Half time: Burnley 1-1 Everton
The formation change continued to give Everton joy as they took the lions share of possession in the early stages of the second half, however neither side were very effective with the ball, with sloppy passes and a lack of clear chances characterising the third quarter of the game. On the week that fans have been reintroduced to stadiums in certain areas of the country, this was a portion of the game that was crying out for fans to spur the teams into some form of quality.
The best chance in this period fell to James Rodriguez who managed to dig out a left foot effort from outisde the box, and forcing a solid yet speculative save from Pope, who was perhaps playing up to the cameras (or the on-looking England manager).
On the 75th minute, Ashley Barnes was introduced, forcing the game to became more open. The former Brighton man’s typical bulldog approach nearly fashioned a great chance for the winner as he battled Ben Godfrey for an aerial ball, before winning the knock down and putting in a dangerous ball which would’ve been a goal if not for Yerry Mina’s vital interception.
Then, at the other end, Nick Pope rushed from his line to close down the angle and prevent a late winner as Richarlison was played in behind the Burnley defense.
This was the first of a flurry of late chances as the Burnley captain Ben Mee rose above everyone to get his head on a Dwight McNeil corner, forcing a terrific diving save from Pickford as the end of the game approached.
On the 90th minute Everton had their best chance to take a three points back to Goodison park. The colombian magician, James, moulded an outside-the-boot through-ball, that ‘nutmegged’ Charlie Taylor and found the on-rushing Gylfi Sigurdsson 10 yards out. His snapshot was on target, but the Scandanavian substitute couldn’t get enough on it to stroke it past Nick Pope’s outstretched leg, which prevented the ball nestling in the net.
And the game still wasn’t over! In the 92nd minute the ball fortuitously bobbled through to Dwight McNeil on the edge of the area, who had time on the ball and the goal at his mercy. But the form he has showed of late was evident in his effort, as he ballooned the shot high and wide.
Unfortunately, it hasn’t happened for the 21 year-old this season, with his performances this season ranging from ineffective to poor, and I would’ve liked to see him cause more problem for his defensive marker Alex Iwobi, who isn’t famed for his defensive abilities. The lad has time on his side and he undoubtedly has quality, but the burden of Burnley’s creativity cannot rely on McNeil this season if we want to succeed and survive.
Both teams will be frustrated with the outcome of the result, with both keepers playing their part to ensure a share of the spoils and causing further headaches for the England manager. A point doesn’t do either side much good though, with Burnley remaining deep in the relegation zone in 19th, whilst Everton will have required all three points to keep up with the rest of the champions league chasing pack.

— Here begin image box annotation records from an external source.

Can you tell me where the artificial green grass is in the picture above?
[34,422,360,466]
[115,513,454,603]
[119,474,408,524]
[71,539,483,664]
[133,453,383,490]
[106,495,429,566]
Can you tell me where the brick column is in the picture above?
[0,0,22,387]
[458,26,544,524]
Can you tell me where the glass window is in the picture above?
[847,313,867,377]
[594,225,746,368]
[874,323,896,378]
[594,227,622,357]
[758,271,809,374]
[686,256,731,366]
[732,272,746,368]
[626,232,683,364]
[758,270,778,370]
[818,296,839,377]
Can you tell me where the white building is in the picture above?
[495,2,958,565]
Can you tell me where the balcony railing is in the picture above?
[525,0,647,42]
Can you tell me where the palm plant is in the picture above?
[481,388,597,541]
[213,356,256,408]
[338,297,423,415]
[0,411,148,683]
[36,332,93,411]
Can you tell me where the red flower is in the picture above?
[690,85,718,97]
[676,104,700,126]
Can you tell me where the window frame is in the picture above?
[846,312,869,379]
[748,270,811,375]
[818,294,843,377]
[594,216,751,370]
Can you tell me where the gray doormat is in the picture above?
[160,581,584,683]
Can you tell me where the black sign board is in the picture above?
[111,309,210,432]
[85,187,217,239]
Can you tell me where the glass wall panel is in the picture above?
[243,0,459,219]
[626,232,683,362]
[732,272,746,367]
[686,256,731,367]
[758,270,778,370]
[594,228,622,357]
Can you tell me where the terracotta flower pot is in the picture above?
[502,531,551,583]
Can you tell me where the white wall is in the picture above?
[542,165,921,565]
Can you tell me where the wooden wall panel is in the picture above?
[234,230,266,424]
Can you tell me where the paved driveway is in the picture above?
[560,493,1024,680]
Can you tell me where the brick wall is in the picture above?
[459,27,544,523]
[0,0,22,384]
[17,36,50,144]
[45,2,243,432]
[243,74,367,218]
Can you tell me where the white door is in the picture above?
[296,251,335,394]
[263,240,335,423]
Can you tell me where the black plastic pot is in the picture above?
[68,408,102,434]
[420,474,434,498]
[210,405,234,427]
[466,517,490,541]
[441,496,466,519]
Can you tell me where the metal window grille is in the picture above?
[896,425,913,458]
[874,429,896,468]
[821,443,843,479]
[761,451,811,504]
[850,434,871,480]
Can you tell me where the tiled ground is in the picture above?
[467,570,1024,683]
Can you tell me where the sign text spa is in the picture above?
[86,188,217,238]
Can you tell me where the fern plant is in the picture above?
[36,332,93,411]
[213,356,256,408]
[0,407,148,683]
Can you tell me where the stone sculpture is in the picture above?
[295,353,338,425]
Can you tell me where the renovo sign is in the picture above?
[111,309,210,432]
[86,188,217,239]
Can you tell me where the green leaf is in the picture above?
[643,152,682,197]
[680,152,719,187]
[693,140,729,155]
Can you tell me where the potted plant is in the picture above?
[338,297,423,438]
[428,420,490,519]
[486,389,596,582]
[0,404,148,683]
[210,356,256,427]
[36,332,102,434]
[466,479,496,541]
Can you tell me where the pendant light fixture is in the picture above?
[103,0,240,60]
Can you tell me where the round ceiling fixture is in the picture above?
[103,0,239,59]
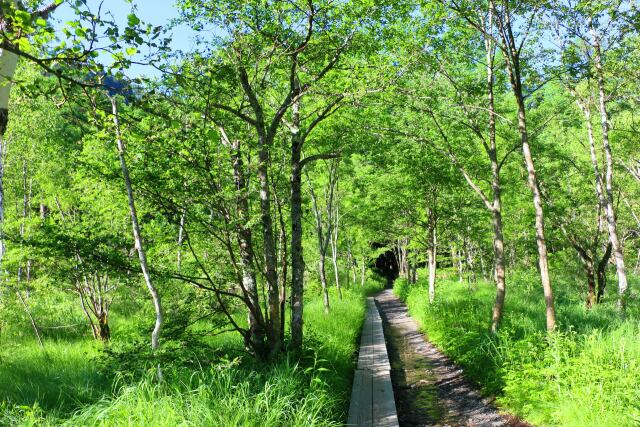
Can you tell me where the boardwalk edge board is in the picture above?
[347,297,398,427]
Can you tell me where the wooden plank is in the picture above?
[347,369,373,426]
[372,370,399,427]
[347,298,398,427]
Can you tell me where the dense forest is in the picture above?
[0,0,640,426]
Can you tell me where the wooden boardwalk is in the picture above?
[347,298,398,427]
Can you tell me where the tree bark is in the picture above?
[589,22,628,311]
[328,203,348,301]
[309,171,332,313]
[111,97,163,358]
[219,127,268,359]
[427,204,438,304]
[490,0,556,331]
[291,122,304,351]
[0,49,18,270]
[258,137,281,354]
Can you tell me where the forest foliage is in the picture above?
[0,0,640,425]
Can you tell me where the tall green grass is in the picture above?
[394,273,640,427]
[0,283,380,426]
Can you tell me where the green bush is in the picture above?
[0,288,370,426]
[402,272,640,427]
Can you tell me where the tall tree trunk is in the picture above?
[490,0,556,331]
[177,209,187,273]
[219,127,268,359]
[258,137,281,354]
[589,22,628,310]
[427,204,438,304]
[111,98,163,360]
[331,202,342,301]
[291,122,304,351]
[16,289,45,351]
[274,197,289,342]
[596,242,613,304]
[0,49,18,271]
[318,253,331,313]
[309,174,331,313]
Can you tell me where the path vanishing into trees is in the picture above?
[350,289,528,427]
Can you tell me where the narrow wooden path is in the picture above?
[375,289,528,427]
[347,298,398,427]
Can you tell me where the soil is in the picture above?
[375,289,529,427]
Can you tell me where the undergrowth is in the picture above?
[0,282,380,426]
[394,273,640,427]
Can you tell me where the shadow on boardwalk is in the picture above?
[375,289,528,427]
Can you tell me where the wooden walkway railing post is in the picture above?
[347,298,398,427]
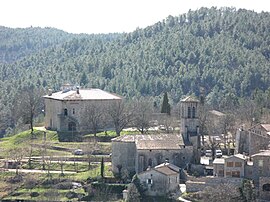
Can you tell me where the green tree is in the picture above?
[161,92,171,115]
[100,157,104,178]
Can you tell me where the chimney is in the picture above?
[48,89,52,96]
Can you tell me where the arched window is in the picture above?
[263,184,270,191]
[148,158,153,167]
[188,107,191,118]
[192,107,196,118]
[68,122,76,131]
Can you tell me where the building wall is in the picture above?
[213,164,224,177]
[252,156,270,186]
[224,156,245,178]
[45,98,119,133]
[135,146,193,173]
[112,142,136,173]
[259,177,270,201]
[45,99,63,130]
[138,169,179,196]
[186,177,243,192]
[249,130,270,155]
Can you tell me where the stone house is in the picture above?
[235,124,270,156]
[252,150,270,200]
[251,150,270,185]
[138,163,180,196]
[112,134,193,174]
[224,154,247,178]
[213,158,225,177]
[44,85,122,137]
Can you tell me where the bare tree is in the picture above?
[8,147,28,175]
[133,98,153,134]
[108,101,133,136]
[82,140,99,170]
[13,87,44,137]
[58,156,67,176]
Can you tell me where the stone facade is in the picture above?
[138,163,180,196]
[112,134,193,173]
[213,158,225,177]
[235,124,270,156]
[259,177,270,201]
[224,154,247,178]
[252,150,270,186]
[181,96,201,164]
[44,86,122,133]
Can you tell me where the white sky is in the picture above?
[0,0,270,34]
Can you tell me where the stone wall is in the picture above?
[186,177,243,192]
[112,142,136,173]
[259,177,270,201]
[136,146,193,173]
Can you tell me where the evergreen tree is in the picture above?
[100,157,104,178]
[161,92,171,115]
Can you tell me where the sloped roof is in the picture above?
[181,96,199,102]
[261,124,270,132]
[209,110,226,117]
[155,162,180,172]
[112,134,184,150]
[155,166,178,175]
[213,158,225,164]
[251,150,270,157]
[226,154,247,160]
[43,88,122,100]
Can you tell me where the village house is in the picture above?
[112,134,193,173]
[44,84,122,140]
[235,124,270,156]
[112,96,201,174]
[138,163,180,196]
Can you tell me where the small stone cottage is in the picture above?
[138,163,180,196]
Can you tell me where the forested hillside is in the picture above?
[0,8,270,133]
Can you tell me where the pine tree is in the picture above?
[161,92,171,115]
[100,157,104,178]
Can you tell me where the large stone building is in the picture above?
[112,96,200,173]
[112,134,193,173]
[44,85,122,140]
[181,96,201,163]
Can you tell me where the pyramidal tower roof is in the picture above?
[181,96,199,102]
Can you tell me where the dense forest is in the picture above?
[0,8,270,133]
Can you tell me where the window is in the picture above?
[226,172,232,177]
[148,158,153,167]
[227,162,233,167]
[263,184,270,191]
[259,160,263,167]
[68,122,76,131]
[188,107,191,118]
[235,162,242,167]
[192,107,196,118]
[146,179,153,184]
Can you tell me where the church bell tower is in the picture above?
[180,96,201,163]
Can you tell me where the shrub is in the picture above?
[54,182,72,189]
[30,192,39,197]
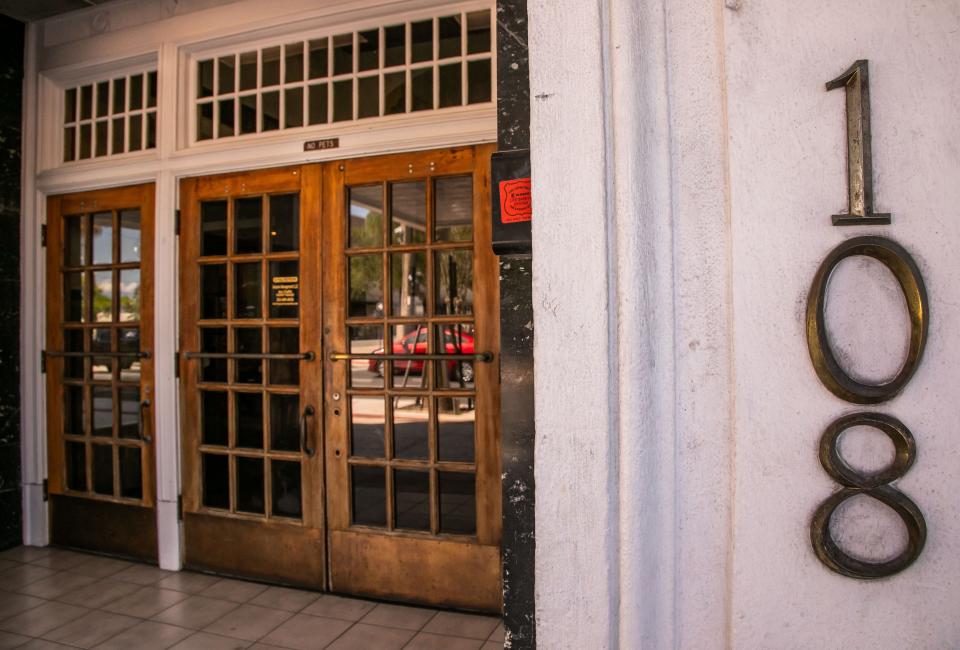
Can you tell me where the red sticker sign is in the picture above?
[500,177,533,223]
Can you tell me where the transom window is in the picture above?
[194,9,493,141]
[63,70,157,162]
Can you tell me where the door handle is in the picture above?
[300,404,317,458]
[140,399,153,442]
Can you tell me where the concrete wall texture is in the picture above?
[529,0,960,648]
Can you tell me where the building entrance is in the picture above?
[180,146,501,611]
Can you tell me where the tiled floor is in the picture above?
[0,546,503,650]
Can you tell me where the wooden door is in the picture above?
[44,184,157,562]
[323,146,501,611]
[180,165,325,588]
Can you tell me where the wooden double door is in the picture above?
[180,146,501,611]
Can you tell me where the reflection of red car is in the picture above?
[368,327,473,382]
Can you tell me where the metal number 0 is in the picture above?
[810,413,927,579]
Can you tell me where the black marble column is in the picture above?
[0,16,23,549]
[497,0,537,650]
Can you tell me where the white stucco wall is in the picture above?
[529,0,960,648]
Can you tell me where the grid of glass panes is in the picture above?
[63,70,157,162]
[197,194,303,521]
[345,175,479,535]
[62,209,143,500]
[195,9,493,141]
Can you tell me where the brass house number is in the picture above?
[806,60,930,579]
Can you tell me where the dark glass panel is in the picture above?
[240,52,257,90]
[63,126,77,162]
[117,387,143,439]
[270,460,303,519]
[80,124,91,160]
[348,185,383,248]
[410,20,433,63]
[440,63,463,108]
[233,262,263,318]
[201,454,230,510]
[80,86,93,120]
[270,393,298,451]
[197,59,213,98]
[130,74,143,111]
[350,395,387,458]
[97,81,110,117]
[217,99,237,138]
[200,390,230,447]
[233,196,263,253]
[349,253,383,316]
[333,79,353,122]
[437,472,477,535]
[333,34,353,75]
[217,54,237,95]
[63,386,87,436]
[357,77,380,119]
[237,456,266,515]
[260,45,280,88]
[117,447,143,499]
[233,327,263,384]
[467,9,490,54]
[436,397,477,463]
[94,120,109,156]
[410,68,433,111]
[467,59,490,104]
[63,273,86,323]
[233,392,263,449]
[113,77,127,113]
[393,397,430,460]
[91,445,113,496]
[347,325,384,388]
[110,117,127,154]
[309,38,329,79]
[390,252,427,316]
[260,90,280,131]
[270,260,300,318]
[309,84,329,124]
[200,327,227,382]
[91,386,113,436]
[92,271,113,323]
[240,95,257,135]
[120,209,140,262]
[437,14,461,59]
[390,181,427,244]
[200,201,227,255]
[270,194,300,253]
[433,176,473,241]
[200,264,227,318]
[357,29,380,72]
[434,249,473,315]
[383,25,407,68]
[393,469,430,531]
[66,442,87,492]
[63,88,77,124]
[128,114,143,151]
[383,72,407,115]
[268,327,300,386]
[120,269,140,323]
[283,42,303,83]
[350,465,387,526]
[283,88,303,129]
[63,330,83,379]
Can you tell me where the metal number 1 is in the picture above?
[827,59,890,226]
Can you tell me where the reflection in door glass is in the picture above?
[350,465,387,526]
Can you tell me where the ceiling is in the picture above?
[0,0,118,22]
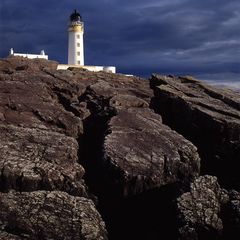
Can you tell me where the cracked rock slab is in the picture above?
[177,175,228,240]
[150,75,240,190]
[0,191,107,240]
[0,125,86,195]
[104,108,200,196]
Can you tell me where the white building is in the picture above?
[9,10,116,73]
[9,48,48,60]
[68,10,84,66]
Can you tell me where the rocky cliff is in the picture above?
[0,57,240,240]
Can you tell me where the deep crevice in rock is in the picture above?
[76,90,178,240]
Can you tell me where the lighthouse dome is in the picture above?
[70,10,82,22]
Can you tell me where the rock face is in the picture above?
[104,108,200,196]
[0,57,240,240]
[0,191,106,240]
[150,75,240,190]
[177,176,228,240]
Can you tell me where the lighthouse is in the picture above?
[68,10,84,66]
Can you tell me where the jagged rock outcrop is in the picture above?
[177,176,229,240]
[0,57,240,240]
[104,108,200,196]
[150,75,240,190]
[0,191,106,240]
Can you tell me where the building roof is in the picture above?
[70,9,82,22]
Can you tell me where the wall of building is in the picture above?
[12,53,48,60]
[57,64,116,73]
[68,27,84,66]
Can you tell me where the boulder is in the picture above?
[0,191,107,240]
[150,74,240,189]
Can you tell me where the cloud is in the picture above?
[0,0,240,78]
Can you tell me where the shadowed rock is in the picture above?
[0,191,107,240]
[177,176,228,240]
[150,75,240,188]
[0,57,240,240]
[104,108,200,196]
[0,124,86,195]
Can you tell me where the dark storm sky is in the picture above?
[0,0,240,80]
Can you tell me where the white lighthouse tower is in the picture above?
[68,10,84,66]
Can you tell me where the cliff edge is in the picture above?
[0,57,240,240]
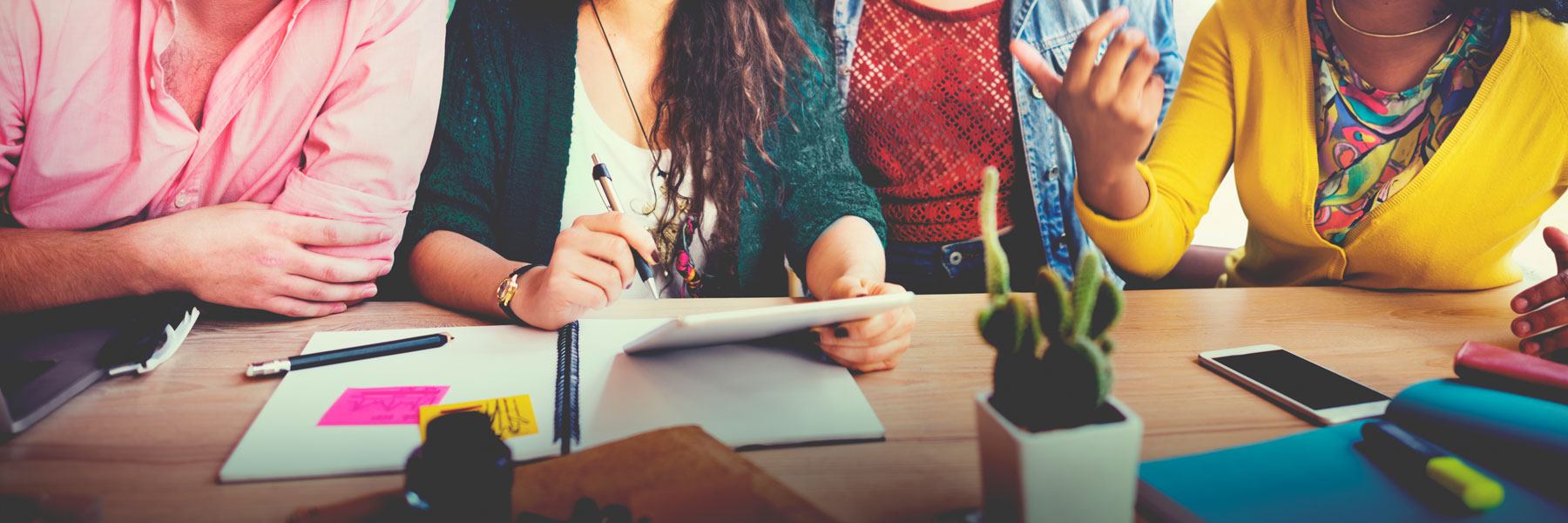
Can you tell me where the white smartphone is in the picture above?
[1198,345,1388,425]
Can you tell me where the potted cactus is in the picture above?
[976,168,1143,523]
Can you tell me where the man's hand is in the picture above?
[817,276,914,372]
[125,202,394,317]
[1510,228,1568,355]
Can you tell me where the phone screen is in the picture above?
[1213,350,1388,410]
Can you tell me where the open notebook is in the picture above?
[218,319,882,482]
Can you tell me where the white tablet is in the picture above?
[625,292,914,353]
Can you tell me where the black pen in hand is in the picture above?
[590,154,659,300]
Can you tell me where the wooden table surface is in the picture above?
[0,286,1523,521]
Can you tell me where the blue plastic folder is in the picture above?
[1140,380,1568,521]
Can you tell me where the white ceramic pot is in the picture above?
[976,392,1143,523]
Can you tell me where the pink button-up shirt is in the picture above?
[0,0,447,259]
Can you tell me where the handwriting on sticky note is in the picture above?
[317,386,447,425]
[419,394,539,440]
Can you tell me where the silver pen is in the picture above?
[590,154,659,300]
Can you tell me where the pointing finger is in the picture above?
[1064,8,1129,86]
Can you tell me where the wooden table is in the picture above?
[0,286,1523,521]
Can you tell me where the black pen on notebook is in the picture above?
[590,154,659,300]
[245,333,453,377]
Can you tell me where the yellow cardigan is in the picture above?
[1074,0,1568,290]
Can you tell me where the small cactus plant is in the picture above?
[980,166,1123,431]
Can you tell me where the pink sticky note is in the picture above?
[317,386,449,425]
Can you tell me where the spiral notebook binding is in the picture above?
[552,322,582,456]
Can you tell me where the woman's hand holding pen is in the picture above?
[1510,228,1568,357]
[815,276,914,372]
[511,212,654,329]
[1010,8,1165,218]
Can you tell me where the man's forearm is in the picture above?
[0,228,161,313]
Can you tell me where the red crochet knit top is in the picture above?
[845,0,1017,241]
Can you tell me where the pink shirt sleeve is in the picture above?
[0,2,39,210]
[273,0,447,261]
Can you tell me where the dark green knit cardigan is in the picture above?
[382,0,886,295]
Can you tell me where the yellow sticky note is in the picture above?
[419,394,539,441]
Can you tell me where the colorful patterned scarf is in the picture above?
[1308,0,1509,245]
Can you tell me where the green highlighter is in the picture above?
[1361,421,1502,512]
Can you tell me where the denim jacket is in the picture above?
[833,0,1182,284]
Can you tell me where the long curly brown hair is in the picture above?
[649,0,815,287]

A draw is probably a fair result with both sides having dominant spells in the game and, from a Burnley perspective, the result is hardly a bad one against a very talented side who have recruited very well in the transfer window. The lingering taste of this game will remain sour though, as the big chances from Wood and McNeil could prove costly come the later stage of the season, and the Clarets really need to find a ruthless streak upfront if we are going to stay up this season.